Ed Brubaker's run on "Uncanny X-Men" has been disappointing thus far. Easily the weakest of his Marvel work, his "Uncanny X-Men" has failed to develop any significant characterization, and even when the ideas and plotting have been ambitious, they have never, ultimately, amounted to much.
But issue #500 feels like a fresh start.
If you missed Brubaker's previous issues, it doesn't seem to matter much. With "Uncanny X-Men" #500, we aren't just getting an anniversary issue, we're getting a new direction and a new sensibility. It's very much like the old Chris Claremont direction, of course, because that's the core of this franchise, but Brubaker and new collaborator Matt Fraction revitalize the team in this issue. They establish a new status quo -- the X-Men in San Francisco, inviting all of the remaining mutants to come and join them -- and they take the classic anti-mutant sentiment and spin it in a postmodern direction.

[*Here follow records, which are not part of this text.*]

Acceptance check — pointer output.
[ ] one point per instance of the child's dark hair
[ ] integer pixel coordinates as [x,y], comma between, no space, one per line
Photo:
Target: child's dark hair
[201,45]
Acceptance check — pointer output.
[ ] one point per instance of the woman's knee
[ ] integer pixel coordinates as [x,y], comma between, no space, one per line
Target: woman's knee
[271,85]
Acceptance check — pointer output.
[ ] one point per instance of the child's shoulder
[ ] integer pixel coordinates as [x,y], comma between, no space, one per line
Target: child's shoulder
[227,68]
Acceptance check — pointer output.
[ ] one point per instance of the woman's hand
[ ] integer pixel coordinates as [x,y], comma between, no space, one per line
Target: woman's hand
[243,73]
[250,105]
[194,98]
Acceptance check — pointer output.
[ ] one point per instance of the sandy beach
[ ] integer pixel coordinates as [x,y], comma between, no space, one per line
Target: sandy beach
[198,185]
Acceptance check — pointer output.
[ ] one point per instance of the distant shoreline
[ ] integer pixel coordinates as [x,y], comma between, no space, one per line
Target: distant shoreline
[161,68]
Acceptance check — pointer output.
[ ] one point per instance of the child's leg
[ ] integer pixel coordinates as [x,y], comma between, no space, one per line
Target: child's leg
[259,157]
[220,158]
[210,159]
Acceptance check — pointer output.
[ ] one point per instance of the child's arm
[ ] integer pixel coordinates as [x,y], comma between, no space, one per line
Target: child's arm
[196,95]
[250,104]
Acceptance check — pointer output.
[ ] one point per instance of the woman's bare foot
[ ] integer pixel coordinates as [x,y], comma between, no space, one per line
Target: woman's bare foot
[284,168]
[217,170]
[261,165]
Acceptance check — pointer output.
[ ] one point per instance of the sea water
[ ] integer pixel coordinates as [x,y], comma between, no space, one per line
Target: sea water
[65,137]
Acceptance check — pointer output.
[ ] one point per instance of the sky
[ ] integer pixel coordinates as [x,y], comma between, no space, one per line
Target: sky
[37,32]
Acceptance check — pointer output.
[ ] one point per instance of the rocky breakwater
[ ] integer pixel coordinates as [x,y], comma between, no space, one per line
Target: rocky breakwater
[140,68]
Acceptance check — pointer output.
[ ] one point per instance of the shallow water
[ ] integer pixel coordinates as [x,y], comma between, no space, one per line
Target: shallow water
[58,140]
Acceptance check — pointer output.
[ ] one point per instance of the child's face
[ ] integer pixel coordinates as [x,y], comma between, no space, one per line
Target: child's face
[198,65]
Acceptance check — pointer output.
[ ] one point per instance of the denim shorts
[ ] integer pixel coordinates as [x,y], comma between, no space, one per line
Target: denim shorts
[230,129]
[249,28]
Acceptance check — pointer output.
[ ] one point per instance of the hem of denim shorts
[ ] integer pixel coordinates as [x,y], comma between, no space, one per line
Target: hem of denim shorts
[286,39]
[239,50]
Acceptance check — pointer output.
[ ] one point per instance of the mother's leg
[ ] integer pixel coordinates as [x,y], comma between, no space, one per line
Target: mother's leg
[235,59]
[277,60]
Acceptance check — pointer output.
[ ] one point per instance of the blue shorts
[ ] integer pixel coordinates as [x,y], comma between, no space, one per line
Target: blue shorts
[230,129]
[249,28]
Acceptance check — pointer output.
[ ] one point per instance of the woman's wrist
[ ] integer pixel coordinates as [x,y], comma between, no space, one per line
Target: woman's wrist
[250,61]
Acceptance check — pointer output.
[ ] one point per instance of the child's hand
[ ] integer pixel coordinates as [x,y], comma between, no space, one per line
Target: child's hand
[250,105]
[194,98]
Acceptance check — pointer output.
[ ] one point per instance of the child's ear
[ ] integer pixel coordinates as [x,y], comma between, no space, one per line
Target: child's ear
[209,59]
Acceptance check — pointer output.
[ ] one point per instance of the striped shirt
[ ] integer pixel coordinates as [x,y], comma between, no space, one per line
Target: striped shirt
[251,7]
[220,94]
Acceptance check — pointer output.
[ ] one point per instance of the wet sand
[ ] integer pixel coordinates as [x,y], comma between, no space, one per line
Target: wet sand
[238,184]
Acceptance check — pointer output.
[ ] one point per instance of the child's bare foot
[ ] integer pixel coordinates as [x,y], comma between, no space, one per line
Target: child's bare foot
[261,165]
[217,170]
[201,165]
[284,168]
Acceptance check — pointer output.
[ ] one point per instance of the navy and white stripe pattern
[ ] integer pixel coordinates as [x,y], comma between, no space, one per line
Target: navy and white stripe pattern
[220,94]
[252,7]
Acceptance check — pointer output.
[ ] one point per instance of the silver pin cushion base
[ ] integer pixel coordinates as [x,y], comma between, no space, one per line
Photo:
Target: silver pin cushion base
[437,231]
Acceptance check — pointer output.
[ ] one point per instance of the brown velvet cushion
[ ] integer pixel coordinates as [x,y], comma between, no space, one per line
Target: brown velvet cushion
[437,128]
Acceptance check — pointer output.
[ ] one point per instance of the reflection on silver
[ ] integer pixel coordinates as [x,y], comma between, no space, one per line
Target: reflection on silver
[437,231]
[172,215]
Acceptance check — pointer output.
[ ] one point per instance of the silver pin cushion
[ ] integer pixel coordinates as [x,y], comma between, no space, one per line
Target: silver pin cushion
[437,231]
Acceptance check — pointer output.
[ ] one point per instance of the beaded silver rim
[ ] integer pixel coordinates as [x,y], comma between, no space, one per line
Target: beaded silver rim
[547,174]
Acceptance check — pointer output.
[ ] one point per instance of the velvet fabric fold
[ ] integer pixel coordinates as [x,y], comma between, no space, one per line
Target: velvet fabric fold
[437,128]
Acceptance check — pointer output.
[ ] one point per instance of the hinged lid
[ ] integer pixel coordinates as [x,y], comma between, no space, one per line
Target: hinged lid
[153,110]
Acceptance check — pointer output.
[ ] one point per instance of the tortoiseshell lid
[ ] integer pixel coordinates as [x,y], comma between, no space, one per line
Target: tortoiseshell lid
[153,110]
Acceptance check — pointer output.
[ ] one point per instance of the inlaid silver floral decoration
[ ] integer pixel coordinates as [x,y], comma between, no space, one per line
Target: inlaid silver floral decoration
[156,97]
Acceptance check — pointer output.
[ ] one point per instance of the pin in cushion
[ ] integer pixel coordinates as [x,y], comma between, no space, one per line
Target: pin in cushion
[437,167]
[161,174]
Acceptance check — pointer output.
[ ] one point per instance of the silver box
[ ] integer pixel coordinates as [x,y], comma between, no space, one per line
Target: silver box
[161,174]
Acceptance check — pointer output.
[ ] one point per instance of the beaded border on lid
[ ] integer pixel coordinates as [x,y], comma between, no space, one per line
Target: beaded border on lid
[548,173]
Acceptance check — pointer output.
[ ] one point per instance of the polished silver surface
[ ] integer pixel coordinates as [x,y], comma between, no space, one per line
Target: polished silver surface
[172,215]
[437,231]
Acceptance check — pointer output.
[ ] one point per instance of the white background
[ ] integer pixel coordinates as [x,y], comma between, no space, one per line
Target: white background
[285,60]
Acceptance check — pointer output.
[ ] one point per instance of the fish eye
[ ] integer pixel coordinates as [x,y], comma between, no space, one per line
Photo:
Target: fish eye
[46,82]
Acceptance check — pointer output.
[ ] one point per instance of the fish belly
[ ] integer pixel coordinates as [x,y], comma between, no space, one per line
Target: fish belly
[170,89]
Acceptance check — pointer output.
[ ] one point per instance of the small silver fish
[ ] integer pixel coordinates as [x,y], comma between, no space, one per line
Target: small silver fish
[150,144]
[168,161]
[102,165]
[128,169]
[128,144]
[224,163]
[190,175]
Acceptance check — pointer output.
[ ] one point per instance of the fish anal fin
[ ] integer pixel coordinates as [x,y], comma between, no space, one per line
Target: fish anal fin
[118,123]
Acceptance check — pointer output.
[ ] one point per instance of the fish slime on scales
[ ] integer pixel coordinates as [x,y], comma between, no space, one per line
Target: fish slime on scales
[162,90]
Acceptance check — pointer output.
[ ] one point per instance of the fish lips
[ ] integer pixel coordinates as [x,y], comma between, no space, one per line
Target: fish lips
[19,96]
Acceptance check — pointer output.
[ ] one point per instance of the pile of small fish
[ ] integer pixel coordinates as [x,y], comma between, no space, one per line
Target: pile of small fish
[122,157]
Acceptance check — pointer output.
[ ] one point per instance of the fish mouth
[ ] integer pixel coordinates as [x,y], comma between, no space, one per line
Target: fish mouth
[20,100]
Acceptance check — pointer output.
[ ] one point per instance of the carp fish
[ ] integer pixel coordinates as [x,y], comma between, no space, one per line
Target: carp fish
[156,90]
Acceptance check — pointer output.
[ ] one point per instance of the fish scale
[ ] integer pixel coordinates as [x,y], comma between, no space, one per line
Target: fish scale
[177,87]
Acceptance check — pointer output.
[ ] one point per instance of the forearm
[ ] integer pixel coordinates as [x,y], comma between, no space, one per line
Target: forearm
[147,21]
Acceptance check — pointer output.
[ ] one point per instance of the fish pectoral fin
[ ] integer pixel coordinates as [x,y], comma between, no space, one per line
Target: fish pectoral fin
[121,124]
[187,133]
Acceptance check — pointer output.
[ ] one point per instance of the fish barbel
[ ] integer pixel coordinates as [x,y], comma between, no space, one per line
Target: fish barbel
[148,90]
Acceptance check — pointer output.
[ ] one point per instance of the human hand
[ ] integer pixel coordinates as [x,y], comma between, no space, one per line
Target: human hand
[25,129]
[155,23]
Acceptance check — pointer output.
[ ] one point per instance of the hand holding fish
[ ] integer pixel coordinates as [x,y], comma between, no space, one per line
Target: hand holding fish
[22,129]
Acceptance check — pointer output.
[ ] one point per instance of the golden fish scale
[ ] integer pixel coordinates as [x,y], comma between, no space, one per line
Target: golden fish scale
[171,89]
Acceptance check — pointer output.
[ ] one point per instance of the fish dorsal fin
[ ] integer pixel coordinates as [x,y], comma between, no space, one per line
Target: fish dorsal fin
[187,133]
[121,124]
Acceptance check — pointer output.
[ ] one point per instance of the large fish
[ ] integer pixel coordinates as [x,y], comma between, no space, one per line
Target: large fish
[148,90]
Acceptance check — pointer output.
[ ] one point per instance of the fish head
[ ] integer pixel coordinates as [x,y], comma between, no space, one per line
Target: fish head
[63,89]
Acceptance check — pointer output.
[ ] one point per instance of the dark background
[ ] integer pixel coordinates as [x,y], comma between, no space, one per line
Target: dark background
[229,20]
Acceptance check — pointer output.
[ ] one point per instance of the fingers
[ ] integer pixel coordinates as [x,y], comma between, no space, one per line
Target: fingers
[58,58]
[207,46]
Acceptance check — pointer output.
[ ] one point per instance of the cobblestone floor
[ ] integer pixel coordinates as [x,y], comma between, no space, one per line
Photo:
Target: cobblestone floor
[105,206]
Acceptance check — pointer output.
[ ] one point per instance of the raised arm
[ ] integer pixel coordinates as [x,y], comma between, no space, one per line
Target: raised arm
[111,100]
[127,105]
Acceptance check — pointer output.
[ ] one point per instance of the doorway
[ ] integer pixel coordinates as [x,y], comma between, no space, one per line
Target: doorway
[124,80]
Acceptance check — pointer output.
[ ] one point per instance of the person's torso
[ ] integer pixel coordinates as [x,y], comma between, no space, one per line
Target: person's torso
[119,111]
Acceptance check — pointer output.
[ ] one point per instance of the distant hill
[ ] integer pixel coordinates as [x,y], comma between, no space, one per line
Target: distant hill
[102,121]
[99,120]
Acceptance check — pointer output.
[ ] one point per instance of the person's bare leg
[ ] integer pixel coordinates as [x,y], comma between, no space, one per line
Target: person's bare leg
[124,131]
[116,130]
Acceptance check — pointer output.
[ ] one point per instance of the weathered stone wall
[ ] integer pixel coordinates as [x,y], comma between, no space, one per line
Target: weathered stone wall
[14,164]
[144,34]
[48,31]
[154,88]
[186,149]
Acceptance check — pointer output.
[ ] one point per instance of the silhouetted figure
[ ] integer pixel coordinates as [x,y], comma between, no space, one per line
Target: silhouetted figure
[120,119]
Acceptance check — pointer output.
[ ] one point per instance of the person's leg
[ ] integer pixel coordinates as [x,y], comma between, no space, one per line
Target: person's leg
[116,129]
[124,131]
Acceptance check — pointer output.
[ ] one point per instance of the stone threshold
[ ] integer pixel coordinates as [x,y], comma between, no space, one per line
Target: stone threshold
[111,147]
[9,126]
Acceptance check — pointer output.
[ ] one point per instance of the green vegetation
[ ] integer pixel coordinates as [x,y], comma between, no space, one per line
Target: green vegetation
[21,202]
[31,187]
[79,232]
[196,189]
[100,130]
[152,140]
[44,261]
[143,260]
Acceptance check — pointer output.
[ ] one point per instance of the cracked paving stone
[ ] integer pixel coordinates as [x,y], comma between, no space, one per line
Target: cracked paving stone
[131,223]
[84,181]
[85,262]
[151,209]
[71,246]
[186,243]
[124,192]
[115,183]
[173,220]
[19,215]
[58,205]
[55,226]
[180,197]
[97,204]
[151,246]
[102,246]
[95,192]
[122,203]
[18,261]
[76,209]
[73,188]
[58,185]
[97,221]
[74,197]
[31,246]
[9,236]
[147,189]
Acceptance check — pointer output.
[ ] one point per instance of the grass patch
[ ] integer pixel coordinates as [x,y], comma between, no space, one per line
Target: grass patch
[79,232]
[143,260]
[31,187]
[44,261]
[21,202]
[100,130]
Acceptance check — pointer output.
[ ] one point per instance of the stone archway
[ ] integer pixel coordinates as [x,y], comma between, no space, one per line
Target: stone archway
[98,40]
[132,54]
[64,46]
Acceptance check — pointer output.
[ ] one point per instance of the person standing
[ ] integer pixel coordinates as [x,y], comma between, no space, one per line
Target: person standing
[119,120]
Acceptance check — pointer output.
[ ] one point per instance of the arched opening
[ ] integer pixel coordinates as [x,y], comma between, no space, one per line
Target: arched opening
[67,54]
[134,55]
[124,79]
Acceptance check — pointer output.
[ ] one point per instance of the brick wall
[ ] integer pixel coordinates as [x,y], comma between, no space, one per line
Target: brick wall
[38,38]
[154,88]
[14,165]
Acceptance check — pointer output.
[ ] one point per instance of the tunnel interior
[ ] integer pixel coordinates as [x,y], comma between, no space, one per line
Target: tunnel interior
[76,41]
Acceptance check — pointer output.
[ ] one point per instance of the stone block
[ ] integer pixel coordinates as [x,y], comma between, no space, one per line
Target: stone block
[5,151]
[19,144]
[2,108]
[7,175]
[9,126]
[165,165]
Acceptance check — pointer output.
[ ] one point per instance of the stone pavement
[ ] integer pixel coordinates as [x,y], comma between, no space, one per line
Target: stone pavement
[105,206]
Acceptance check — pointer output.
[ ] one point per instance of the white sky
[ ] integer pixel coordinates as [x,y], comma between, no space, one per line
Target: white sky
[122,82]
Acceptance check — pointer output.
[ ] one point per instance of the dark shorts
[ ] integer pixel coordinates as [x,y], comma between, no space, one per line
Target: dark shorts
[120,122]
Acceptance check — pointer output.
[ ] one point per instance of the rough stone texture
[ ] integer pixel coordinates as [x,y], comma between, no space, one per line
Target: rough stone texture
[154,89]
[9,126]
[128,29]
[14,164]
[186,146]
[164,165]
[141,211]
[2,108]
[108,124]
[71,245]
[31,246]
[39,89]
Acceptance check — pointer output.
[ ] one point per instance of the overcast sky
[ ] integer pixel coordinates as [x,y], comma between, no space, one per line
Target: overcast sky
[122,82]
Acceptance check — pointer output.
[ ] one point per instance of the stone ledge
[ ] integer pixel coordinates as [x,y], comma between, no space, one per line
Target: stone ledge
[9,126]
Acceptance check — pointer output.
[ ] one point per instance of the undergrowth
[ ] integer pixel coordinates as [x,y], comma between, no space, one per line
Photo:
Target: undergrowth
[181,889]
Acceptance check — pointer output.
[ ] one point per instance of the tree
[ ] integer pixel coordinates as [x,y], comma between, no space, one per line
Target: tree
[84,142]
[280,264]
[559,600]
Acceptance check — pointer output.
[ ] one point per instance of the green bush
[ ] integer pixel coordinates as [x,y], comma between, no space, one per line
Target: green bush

In this story, Brubaker and Fraction don't give us angry mobs or racist politicians. Instead, we get conceptual artist Guy DeMonde who installs a "Celebration of Mutant Kitsch" exhibit in downtown San Francisco, complete with decommissioned Sentinel robots. One of the great panels from issue #500 shows the reaction of various X-Men to the news of the exhibit. Angel is enraged by the artist's irresponsible use of "twenty-foot-tall death machines," the Beast is offended, saying, "Genocidal robots no more artful than an A-bomb." But Emma Frost's reaction? She's perhaps the most angry, but her anger is based on aesthetic grounds: "Banal, predictable 'shock schlock,'" she says, "that was passe in New York ten years ago." I've never seen a more perfect encapsulation of what makes Emma different from the rest of the team. It's great.
This issue also helps clarify what was missing from Brubaker's previous issues (other than Fraction, who is a more-than-welcome-addition to the series): a grand threat. When Magneto appears, blending in, at first, with the costumed visitors to the "Mutant Kitsch," he not only recalls the best of the classic X-Men stories, but his threatening presence reminds us of how long this series has run without a great villain. And the lack of such a strong antagonist has softened the team over the past couple of years, leading them on adventures into space, and in the sewers, and around the world, like a bunch of directionless little rodents. The X-Men have been scurrying around the borders of the Marvel Universe for too long, this issue seems to say, and now that Magneto has returned, they have something to stand and fight against besides some kind of vague mutant loathing.
This issue ends with a gang of violent racists, hitting the streets with bats and hammers with masks and a group name that will make old X-Men fans smile. Or shudder.
I haven't discussed the art at all, but it's part Greg Land and part Terry Dodson and it's exactly what you'd expect. Land's Photoshopping leads to a few distracting moments, like on page four, when Emma Frost's hand is pasted on at an impossibly awkward angle, but his Magneto-and-the-Sentinels vs. the X-Men scenes are astounding. And when Dodson's work appears, although significantly different in appearance than Land's, it keeps the narrative momentum racing along.
"Uncanny X-Men" may yet devolve into too much Claremont pastiche, but Brubaker and Fraction seem to have a handle on how to take legacy of the past and push it forward with a bit of irony and a lot of enthusiasm. If you dropped this title months ago, of if you haven't looked at in years, issue #500 is the perfect place to start reading.
I know I'm excited about where this comic is headed.